A bioinformatics study revealed that the C-tail of AGC kinases is highly conserved, suggesting a global mode of regulation for this family of kinases [Kannan et al., 2007
]. In addition to directly contributing to the catalytic efficacy of the enzyme, the C tail of some AGC kinases contains protein interaction motifs that recruit cellular regulatory factors. For example, the PXXP motif in PKCβII was shown to bind to two chaperone proteins (Hsp90 and cdc37) and contribute to protein stability [Gould et al., 2009
]. Moreover, a recent study identified a conserved FD(X)1–2
Y/D motif within the tail that is essential for docking of the activating kinase, PDK1 [Romano et al., 2009
]. Interestingly, in PKA, this motif encompasses Y330. In addition to modulating catatlytic activity itself, it is intriguing to speculate that phosphorylation of Y330 may also recruit the binding of a protein/s (e.g.
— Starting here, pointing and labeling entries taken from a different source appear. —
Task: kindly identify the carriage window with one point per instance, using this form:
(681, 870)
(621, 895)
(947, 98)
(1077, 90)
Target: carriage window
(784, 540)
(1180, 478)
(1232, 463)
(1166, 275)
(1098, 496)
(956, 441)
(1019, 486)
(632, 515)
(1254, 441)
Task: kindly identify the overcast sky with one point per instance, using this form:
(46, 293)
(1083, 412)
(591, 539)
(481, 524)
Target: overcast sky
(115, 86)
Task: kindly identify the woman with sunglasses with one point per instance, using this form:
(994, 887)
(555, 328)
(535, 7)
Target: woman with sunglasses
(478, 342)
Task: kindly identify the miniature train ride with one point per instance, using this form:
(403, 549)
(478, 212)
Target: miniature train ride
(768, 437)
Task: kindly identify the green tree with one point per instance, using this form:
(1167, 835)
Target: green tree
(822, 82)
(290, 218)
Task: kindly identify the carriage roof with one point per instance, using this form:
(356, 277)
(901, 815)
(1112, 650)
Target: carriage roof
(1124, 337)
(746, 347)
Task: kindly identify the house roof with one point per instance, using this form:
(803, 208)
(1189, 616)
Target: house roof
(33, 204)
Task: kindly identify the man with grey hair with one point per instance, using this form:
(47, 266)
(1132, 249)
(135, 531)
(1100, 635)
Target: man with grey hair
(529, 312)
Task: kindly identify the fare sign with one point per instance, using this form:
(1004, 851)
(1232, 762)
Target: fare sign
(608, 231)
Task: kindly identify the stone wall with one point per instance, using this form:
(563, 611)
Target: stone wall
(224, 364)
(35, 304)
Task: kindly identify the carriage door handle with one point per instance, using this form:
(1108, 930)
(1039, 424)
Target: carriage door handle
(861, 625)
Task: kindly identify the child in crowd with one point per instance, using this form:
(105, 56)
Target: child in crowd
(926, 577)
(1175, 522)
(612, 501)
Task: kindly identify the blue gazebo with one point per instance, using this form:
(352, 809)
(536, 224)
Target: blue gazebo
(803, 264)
SH2 and/or PTB domain-containing proteins) to the C tail which would then add an entirely new element to the regulation of PKA activity. While additional experimentation will be required to determine the contributions of this phosphorylation to the spectrum of cellular events mediated by growth factors, the current results provide the mechanistic basis for crosstalk between growth factor RTKs and protein kinase A, two major signal transduction pathways.